I'd pass the null values to the middleware as JavaScript's null
object. But if a centroid contains null values for each time step, you can avoid passing the centroid entirely.
On the front end, null
s are discarded as far as graphing, calculating, and visualizing are concerned.
got it @njmattes
In the new API responses on the newly created server, the pixels again aren't 'collapsed' so that multiple timesteps are contained in a single pixel. Ie, a single pixel appears 11k+ times in the dataset, each time with a single value. Instead they should appear only once, with a 11k+ long array of values.
In the aggregated responses there appear to be only single values rather than 11k+, one for each time step. Am I seeing that correctly?
Also, a new problem to tackle is the size of the time series in the response.metadata
. For AgMerra (and other datasets no doubt), there is a lot of duplicate information (the same year hundreds of times for instance), which increases the size of the response to a point where it becomes infeasible. There are many solutions but these come to mind:
Perhaps it's possible for the time series to store only the first time step, and the size of the delta? Then in the middleware we can unpack that into values for the front-end? Of course irregular time series, if we have any or want to support any, wouldn't work.
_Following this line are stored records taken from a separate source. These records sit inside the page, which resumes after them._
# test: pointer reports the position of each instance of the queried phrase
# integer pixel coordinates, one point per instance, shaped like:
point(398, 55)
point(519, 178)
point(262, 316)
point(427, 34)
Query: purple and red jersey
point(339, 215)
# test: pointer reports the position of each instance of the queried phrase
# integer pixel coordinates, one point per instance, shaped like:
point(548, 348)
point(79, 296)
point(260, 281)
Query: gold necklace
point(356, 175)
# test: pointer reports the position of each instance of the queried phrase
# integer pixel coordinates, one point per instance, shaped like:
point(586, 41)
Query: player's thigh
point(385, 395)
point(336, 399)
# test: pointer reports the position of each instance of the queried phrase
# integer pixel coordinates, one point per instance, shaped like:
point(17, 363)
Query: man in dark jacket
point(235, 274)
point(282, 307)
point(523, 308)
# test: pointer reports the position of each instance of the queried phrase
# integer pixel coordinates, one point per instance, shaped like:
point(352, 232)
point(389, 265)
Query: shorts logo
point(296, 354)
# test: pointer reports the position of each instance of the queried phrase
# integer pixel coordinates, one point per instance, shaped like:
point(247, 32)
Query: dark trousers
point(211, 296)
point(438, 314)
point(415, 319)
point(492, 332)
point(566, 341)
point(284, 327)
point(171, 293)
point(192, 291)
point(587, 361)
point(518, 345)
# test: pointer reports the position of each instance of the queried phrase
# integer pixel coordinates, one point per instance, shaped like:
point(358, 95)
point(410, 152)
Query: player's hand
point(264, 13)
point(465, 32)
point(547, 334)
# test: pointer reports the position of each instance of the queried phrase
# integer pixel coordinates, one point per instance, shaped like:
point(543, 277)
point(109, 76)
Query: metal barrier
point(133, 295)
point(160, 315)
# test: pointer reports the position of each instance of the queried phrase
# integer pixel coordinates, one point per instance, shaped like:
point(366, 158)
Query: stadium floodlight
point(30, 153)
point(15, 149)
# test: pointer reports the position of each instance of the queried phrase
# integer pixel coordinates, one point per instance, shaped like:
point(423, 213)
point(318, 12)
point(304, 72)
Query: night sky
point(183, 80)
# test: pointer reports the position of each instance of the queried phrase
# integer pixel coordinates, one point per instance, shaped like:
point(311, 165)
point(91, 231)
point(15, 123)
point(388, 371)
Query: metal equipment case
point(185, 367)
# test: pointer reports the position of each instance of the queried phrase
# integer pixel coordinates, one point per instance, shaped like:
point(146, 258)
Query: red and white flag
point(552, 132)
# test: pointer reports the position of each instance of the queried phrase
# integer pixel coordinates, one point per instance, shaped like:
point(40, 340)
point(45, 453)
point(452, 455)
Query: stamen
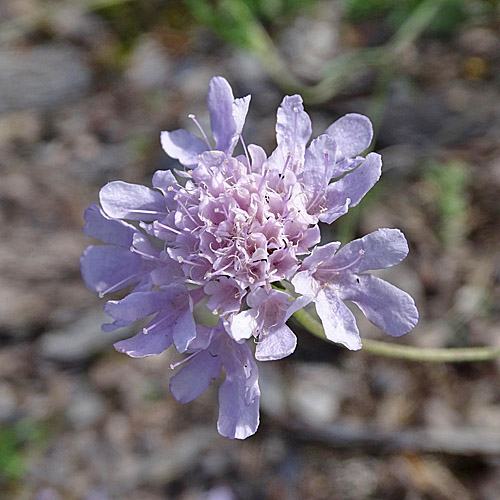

you're right, i haven't done it yet (except for temporal aggregation, naturally)! sorry about that, fixing it today along with cleaning up the code, in particular adding try-except's.
psims + agmerra have uniform time steps. however, gsde (soil data) doesn't have uniform depth steps. so we could assume a uniform delta for time but not for depth. @joshuaelliott can we assume the time steps are uniform? or if they're not uniform that at least it's not many timesteps?
by nesting you just mean: [(1980, [(1, [1, 2, ..., 31]), (2, [1, 2, ..., 30]), ..., (12, [1, 2, ..., 31])]), (1981, ...)]
i believe you can always assume uniform steps for time, yes.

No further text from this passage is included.